Department of education and training, First Affiliated Hospital of Hengyang Medical School, University of South China, Hengyang, Hunan, China.
J Surg Educ. 2025 May;82(5):103497. doi: 10.1016/j.jsurg.2025.103497. Epub 2025 Mar 5.
To evaluate the impact of integrating Mini-CEX assessment with Segmented teaching on the improvement of surgical clinical practice skills among first-year resident physicians, and to compare its effectiveness with traditional teaching methods.
A total of 42 first-year resident physicians undergoing standardized training at the First Affiliated Hospital of Hengyang Medical School, University of South China from April to June 2024, who were participating in surgical clinical practice skills training for excision of superficial tumors, were selected as subjects. The participants were randomly divided into 2 groups: an experimental group and a control group, with 21 participants in each. The control group employed traditional teaching methods, while the experimental group utilized the Mini-CEX assessment combined with Segmented teaching methods. Both groups were assessed on their practical skills, theoretical knowledge, Mini-CEX evaluations, and Student Evaluation of Educational Quality (SEEQ) before and after the training, and their results were compared.

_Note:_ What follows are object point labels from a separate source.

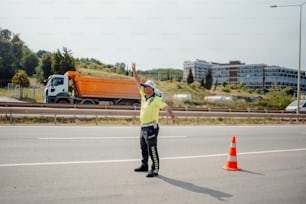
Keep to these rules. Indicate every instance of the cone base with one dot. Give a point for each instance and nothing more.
(231, 169)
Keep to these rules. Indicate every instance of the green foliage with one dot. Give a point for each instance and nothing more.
(21, 78)
(190, 78)
(208, 79)
(46, 66)
(15, 55)
(276, 99)
(30, 62)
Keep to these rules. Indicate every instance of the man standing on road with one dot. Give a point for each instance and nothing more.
(151, 104)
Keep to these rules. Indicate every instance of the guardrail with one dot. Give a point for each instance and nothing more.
(117, 107)
(133, 112)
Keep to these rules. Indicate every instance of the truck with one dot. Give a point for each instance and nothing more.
(90, 90)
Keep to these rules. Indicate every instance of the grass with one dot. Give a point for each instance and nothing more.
(135, 121)
(168, 87)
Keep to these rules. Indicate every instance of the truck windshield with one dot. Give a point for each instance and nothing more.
(57, 81)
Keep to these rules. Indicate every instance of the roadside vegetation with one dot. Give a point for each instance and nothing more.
(19, 66)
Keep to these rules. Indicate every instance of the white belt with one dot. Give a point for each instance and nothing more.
(149, 124)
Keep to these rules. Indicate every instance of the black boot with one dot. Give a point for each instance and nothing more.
(142, 168)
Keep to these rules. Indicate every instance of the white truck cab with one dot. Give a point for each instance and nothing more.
(57, 86)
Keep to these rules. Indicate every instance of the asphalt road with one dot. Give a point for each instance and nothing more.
(77, 164)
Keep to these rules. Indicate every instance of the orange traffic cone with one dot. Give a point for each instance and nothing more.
(232, 163)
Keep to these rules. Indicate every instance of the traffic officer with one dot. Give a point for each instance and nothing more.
(151, 104)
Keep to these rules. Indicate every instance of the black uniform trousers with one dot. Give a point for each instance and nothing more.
(148, 145)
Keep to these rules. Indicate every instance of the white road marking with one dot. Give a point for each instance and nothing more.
(134, 160)
(102, 138)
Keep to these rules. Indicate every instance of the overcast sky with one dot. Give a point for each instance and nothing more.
(161, 33)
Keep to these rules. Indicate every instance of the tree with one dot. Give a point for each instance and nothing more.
(46, 65)
(29, 63)
(190, 79)
(208, 79)
(21, 78)
(11, 52)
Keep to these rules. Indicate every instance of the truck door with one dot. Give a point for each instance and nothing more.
(57, 85)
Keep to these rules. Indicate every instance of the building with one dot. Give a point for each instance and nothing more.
(255, 76)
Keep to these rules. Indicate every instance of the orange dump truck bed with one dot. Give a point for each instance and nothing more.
(90, 87)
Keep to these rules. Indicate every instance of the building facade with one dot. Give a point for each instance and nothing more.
(255, 76)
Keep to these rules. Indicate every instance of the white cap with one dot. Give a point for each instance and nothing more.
(150, 84)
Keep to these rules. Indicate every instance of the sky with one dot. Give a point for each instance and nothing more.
(161, 33)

There were no statistically significant differences in practical skills and theoretical knowledge scores between the experimental and control groups before training (p < 0.05). However, after the training, the experimental group scored significantly higher than the control group in theoretical and practical exams, Mini-CEX evaluation dimensions, and SEEQ teaching quality assessment scores, with statistically significant differences (p < 0.05).
The combination of Mini-CEX assessment with Segmented teaching methods can achieve better training outcomes in surgical clinical practice skills training.
评估将Mini-CEX评估与分段教学相结合对提高住院医师规范化培训一年级外科临床实践技能的影响,并与传统教学方法比较其有效性。
选取2024年4月至6月在南华大学衡阳医学院第一附属医院参加标准化培训、正在接受浅表肿瘤切除手术临床实践技能培训的42名一年级住院医师作为研究对象。将研究对象随机分为2组:实验组和对照组,每组各21人。对照组采用传统教学方法,实验组采用Mini-CEX评估结合分段教学方法。两组在培训前后均进行实践技能、理论知识、Mini-CEX评估及教育质量学生评价(SEEQ),并比较结果。
培训前,实验组与对照组在实践技能和理论知识得分上差异无统计学意义(p>0.05)。但培训后,实验组在理论考试、实践考试、Mini-CEX评估维度及SEEQ教学质量评估得分上均显著高于对照组,差异有统计学意义(p<0.05)。
Mini-CEX评估与分段教学方法相结合在外科临床实践技能培训中能取得更好的培训效果。